This is because benchmarks of these kinds have mostly been performed within model development efforts and not systematically across models.
缺点
- There was been a recent attempt at extensive docking benchmarking called Plinder and it brought an important understanding to the field about the amount of leak from train to widely used benchmark sets. There is no analysis in this work that makes use of that highly relevant work, one would expect at least a leak measurement for different ML models.
- Despite apo state benchmark being the strength of this paper, there is no apo vs holo analysis in the main text. Some relevant context is given in the appendix. Should be summarized in the main text, e.g. analysis based on apo-to-holo RMSD of the pocket
- In multiple occasions important nuance about results is not given in text, I will highlight few examples:
- Chai-1 significantly outperforms others in the single ligand docking task if PB validity is to be considered as a metric, however the same model performs very poorly in the DockGen dataset according to Fig 13 in Appendix; and in pocket-only case, results get better however the error bar is pretty large. So although the final conclusion is correct, that “are we there yet?” question is answered negatively, details like this should be surfaced from appendix.

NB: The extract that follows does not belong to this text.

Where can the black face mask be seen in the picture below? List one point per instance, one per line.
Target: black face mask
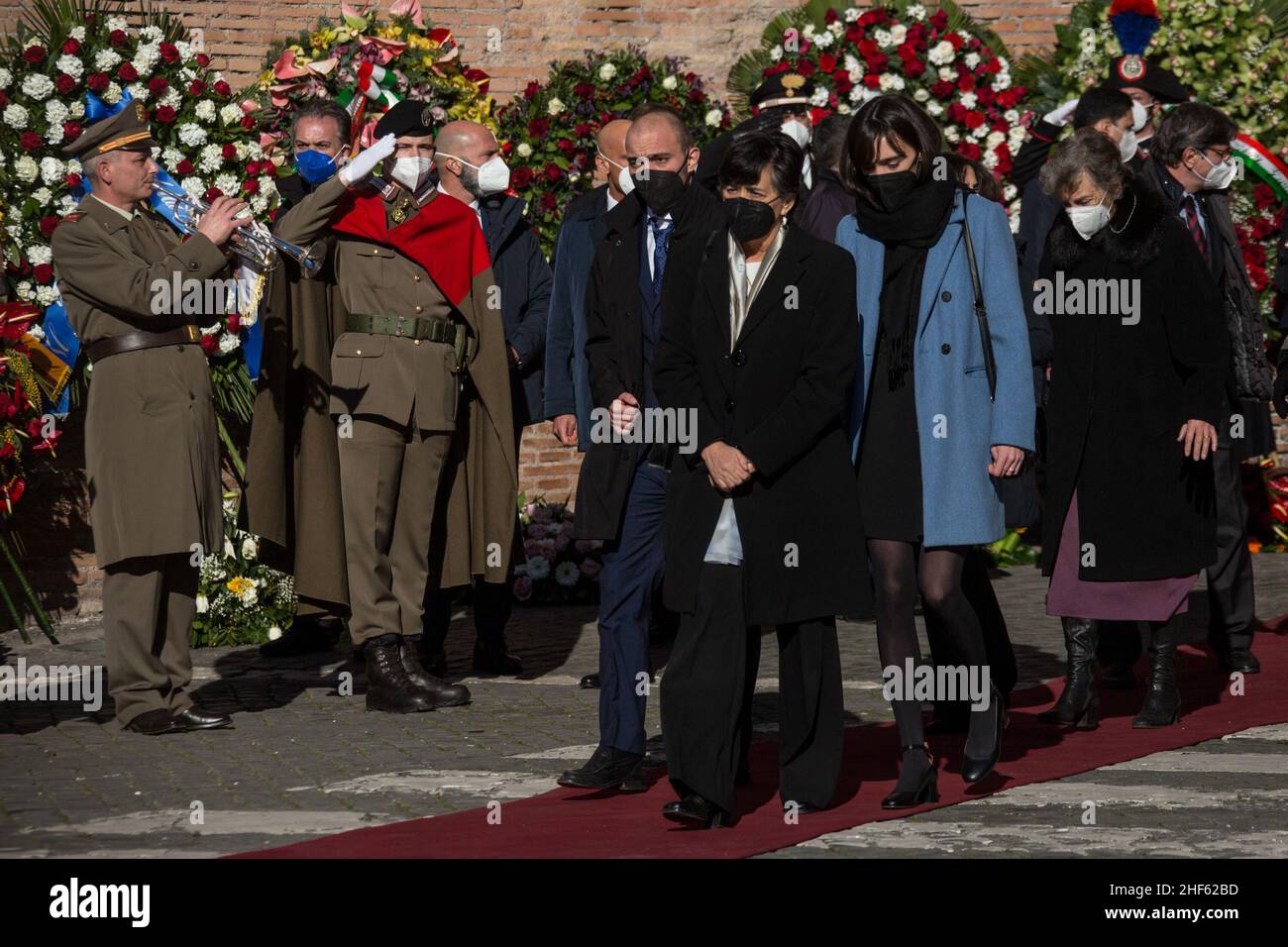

- Authors claim both DiffDock-L and Chai-1 perform best in single-ligand docking but Chai-1 should be singled out looking at the results shown in the main text. It is only in appendix with DockGen results that DiffDock-L appears to perform better than others. This should be made more explicit in the main text.
- Multi-ligand case: NeuralPlexer’s steric clash loss is claimed to be responsible for its success but it is not mentioned that pose validity increases without this loss (Figs 4&5). Furthermore, it is again left to appendix (Fig 12) that the reader can see that NeuralPlexer does not reproduce the protein-ligand interaction profile significantly better than other models, even though authors highlight the mild similarity in hydrophobic interaction profile, which reads more like a correlation than causation. Because if there was causation DiffDock w/o SCT should have been the second best model.
- Relaxation: It is not mentioned that how the relaxation is performed can have a significant impact on results: Ideally, if relaxation could be carried out accurately to find the global minimum within a pocket, all models that can locate the pocket would have yielded the same global minimum pose. The rigidity of the molecule potential, how the relaxation algorithm handles cases with clashes etc. determines how much the initial pose estimate of the model matters for the final relaxed pose. Nevertheless, readers would appreciate the relaxation results, as they provide a practical picture of what is used in the field today but should not be over-interpreted.
问题
Some questions picked from limitations section:
- For models that can perform blind docking, what is the success rate in finding the pocket at all?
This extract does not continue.